Considéré comme un écrivain rebelle et anticonformiste, il avait même reçu des menaces de mort, pour avoir critiqué dans un roman une religion orientale ; il y eut d'ailleurs un procès, au cours duquel il fut acquitté, aidé par plusieurs écrivains connus qui s’étaient opposés à la censure exigée par les défenseurs de cette religion. Tout cela se passa en 2001, dans un climat très tendu, les éditeurs qui avaient publié le livre ayant également reçu des menaces de mort. Ironiquement, le conflit fut étouffé par les attentats du 11 septembre. Le monde entier focalisa son attention sur l'immense affront fait aux Etats-Unis, et Gaston put respirer un peu; il en profita pour déménager dans un autre pays.
J'avais l'impression d'avoir découvert l'écrivain par excellence, un écrivain que tout le monde, y compris les critiques, voyait déjà comme le nouveau prophète de la littérature française, le seul capable de provoquer de nos jours un réel scandale, comme D.H. Lawrence autrefois. Bref, un mythe, qui eut dès le début un tel pouvoir sur moi que le moindre échos de son nom me poussait à pénétrer plus loin dans son univers, et à le déchiffrer. Je ne désirais qu'une chose: le connaître, me retrouver en face de lui et qu'il me signe un autographe, lors d'une rencontre fabuleuse que je garderais toujours en mémoire, dont je me souviendrais plus tard comme étant l'apothéose de ma vie, et que je raconterais à ma famille, à mes amis, à mes enfants.
Avez-vous jamais été fan d'un artiste ou d'une star? En avez-vous jamais rêvé, en dormant ou les yeux ouverts? Vous savez peut-être de quoi je parle, de ce sentiment féerique d'avoir atteint la cime de l'existence, de cette ouverture de tous les horizons, de cette impression de vivre pleinement sa vie. Le sentiment que cet univers exceptionnel vous appartient un peu aussi.

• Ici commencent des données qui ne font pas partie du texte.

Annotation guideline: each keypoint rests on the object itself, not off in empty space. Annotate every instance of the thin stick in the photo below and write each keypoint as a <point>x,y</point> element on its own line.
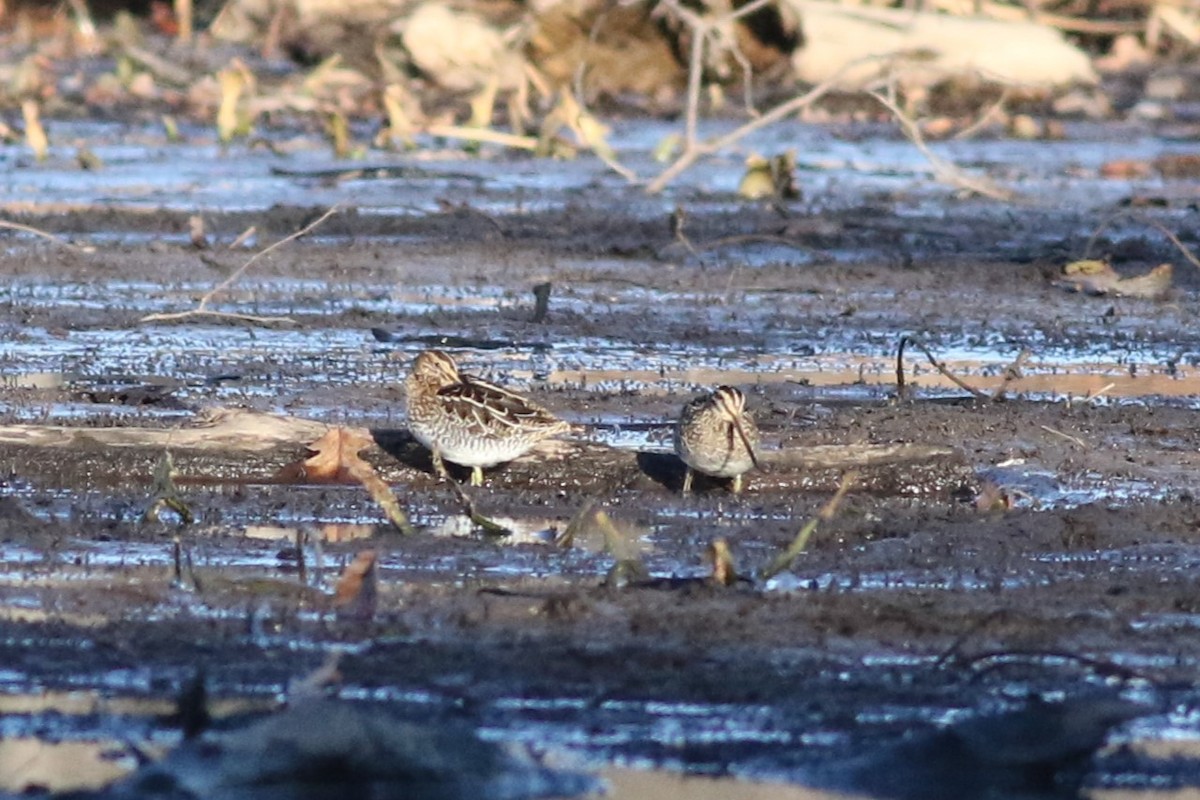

J'avais découvert un autre monde, une littérature qui abordait aussi la science, qui ne se confinait pas aux histoires d'amour et aux intrigues compliquées, un langage courageux, loin de l'ennui des textes classiques qu'on me servait depuis des années et qui excluaient l'essence même de la vie: le sexe. Enfin, quelqu'un osait esquisser une image claire de l'existence humaine actuelle, avec ses misères, ses illusions et sa réalité. Je n'avais jamais rencontré un talent aussi prégnant dans l'art de scalper la réalité. Et encore moins un talent doublé d'une connaissance aussi approfondie des relations humaines et de la science. J'étais épatée: mon idole était un génie!
J'aimais aussi d'autres écrivains, bien sûr, Henry Miller, par exemple. Mais malheureusement pour moi, il était mort depuis un bon bout de temps et je n'aurais jamais l'occasion de le voir. Par contre, Gaston était bel et bien vivant et la perspective d'un jour le rencontrer entretenait le culte que je lui vouais, jour après jour. J'absorbais ses livres. Je crois que je les ai tous lus une dizaine de fois.
Depuis mon arrivée en Belgique, et sans doute depuis bien plus longtemps, c'était la première fois que quelque chose m'enthousiasmait à ce point. J'avais trouvé un idéal.